Ad esempio, inserire un grande camino nella chiesa progettata per il paese montano di Pian di Novello, affinchè al termine della giornata, quando la gente si troverà per pregare, ognuno possa portare un proprio pezzo di legna per alimentare il fuoco, di fatto è un'idea semplice e geniale allo stesso tempo. Ma che rimane però inespressa nel nostro animo e se non emergere grazie ad una sensibilità e ad un'attenzione verso la liturgia e avendo percepito il valore dei simboli?
Questo stato d'animo nasce e si rafforza attraverso una vera e propria meditazione nei confronti della vita: qualcosa che prima è stato intuito e poi masticato lentamente con distacco critico grazie ad un paziente lavoro quotidiano. E' il mondo dello spirito che lo esige.
La ricerca di Michelucci è solitaria, in prima persona tesa a costruire il proprio mondo interiore: ogni progetto, anche non realizzato, è documentato da molti disegni, che spesso differiscono l'uno all'altro introducendo ogni volta una piccola modificazione, segnando così il tempo della riflessione. Oggi, nella società dei consumi, tutto è stato velocizzato e anche i progetti vengono selezionati dagli enti per la loro rapidità di esecuzione: il fare prende sempre più possesso del come e perché fare.
Nel noto articolo "Giovanni Michelucci teologo dell'architettura", Padre Eugenio Marino, non solo vedeva in Michelucci la figura che era riuscita a scardinare lo spazio sacro stereotipato ma anche colui che lentamente era riuscita a calarsi nella dinamica liturgica " Michelucci si è inserito in questa ricerca, e lo si può vedere nelle tre caratteristiche che individuano i suoi edifici sacri: la coralità, l'agorà e il percorso.
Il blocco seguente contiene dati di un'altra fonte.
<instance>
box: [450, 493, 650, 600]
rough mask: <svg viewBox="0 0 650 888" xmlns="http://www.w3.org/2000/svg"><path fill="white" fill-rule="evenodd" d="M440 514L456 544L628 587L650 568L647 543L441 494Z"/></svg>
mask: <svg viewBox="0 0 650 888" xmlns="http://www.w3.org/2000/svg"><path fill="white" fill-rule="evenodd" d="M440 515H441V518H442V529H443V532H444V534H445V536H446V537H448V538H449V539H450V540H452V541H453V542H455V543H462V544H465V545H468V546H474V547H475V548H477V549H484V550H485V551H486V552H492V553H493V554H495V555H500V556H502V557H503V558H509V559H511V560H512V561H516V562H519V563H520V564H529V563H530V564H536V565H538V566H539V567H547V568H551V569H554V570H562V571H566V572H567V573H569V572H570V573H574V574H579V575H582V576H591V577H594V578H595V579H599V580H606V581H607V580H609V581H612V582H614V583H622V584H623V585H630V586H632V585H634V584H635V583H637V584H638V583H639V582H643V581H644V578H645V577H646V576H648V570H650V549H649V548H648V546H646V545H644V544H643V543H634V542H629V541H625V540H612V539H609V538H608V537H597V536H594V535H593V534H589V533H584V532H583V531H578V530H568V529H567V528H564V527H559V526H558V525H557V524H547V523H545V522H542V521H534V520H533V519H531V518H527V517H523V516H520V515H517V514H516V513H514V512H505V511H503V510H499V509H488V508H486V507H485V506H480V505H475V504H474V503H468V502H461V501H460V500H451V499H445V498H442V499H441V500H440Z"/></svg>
Tale triade non è che espressione ed interpretazione architettonica delle "caratteristiche della Fede", della ecclesia, che è il Popolo di Dio".
Alla soglia dei cento anni egli è arrivato appena a toccare con un dito di una mano ciò che aveva sempre desiderato e non è un caso che abbia affermato " se io campassi altri novantanove anni, mi basterebbero appena per rincorre questo sogno, questa idea, questa cosa: la città".
Sono sicuro che ci ha lasciati con la felicità nel cuore, sapendo di poter disegnare la città eterna, nel tempo infinito.